The house is quiet, the fire is burning and for the first in months I am alone. You and the boys are out of state with family. I'm happily breathing in the silence that all introverts crave. But even though you three are so far away the living room has become a walk down memory lane, because sometimes one simply needs to remember.
|Wee hours of May 10, 2008.|
|Meeting our first born.|
I have your box out filled with scraps of paper photos and memories of our life. I spent time reading the story of us that you wrote and if I knew how to use our scanner would upload it to our blog. I'm remembering our first awkward walk to the dining hall that weekend we first met and all those long emails. I'm remembering the time I knocked the empty wine glass over because I was so nervous, the joy on our faces from our honeymoon, our first Christmas and the red dress you loved so much that you saved. I'm looking at ultra sound photos of Man of the woods, and "drawings" tiny baby fingers made for you. I'm reading silly cards we've given to each other. I'm thinking of the thick and thin we've walked together, but how it's the daily life that we have marked with ink and paper, things our minds have forgotten because they are so mundane. Strong man I love you for these past nine years together.
|Sweet Laughter days old.|
I would have never thought then that we would still be experiencing firsts together. But just a few weeks ago we bought our first television. This year we watched our first eclipse together. Just about every week the boys introduce a first-time-in-parenting for us.

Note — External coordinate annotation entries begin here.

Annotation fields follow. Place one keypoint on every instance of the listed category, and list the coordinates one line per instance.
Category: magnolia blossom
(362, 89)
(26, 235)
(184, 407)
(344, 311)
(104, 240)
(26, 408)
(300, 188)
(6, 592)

Last week as we celebrated our ninth year together we snuggled close still in love, still laughing together, remembering our wedding, and every year after...
The joy the boys have brought us.
The journey God has taken us on.
The hopes we still have together.
I miss you and long for you the same way I did all those years ago as I laid down each night counting down until you would lay beside me. I love that each night you fall asleep touching me. I crave you just as much now as I did then. I haven't said it in a while, but let me say it now, "Thanks for asking."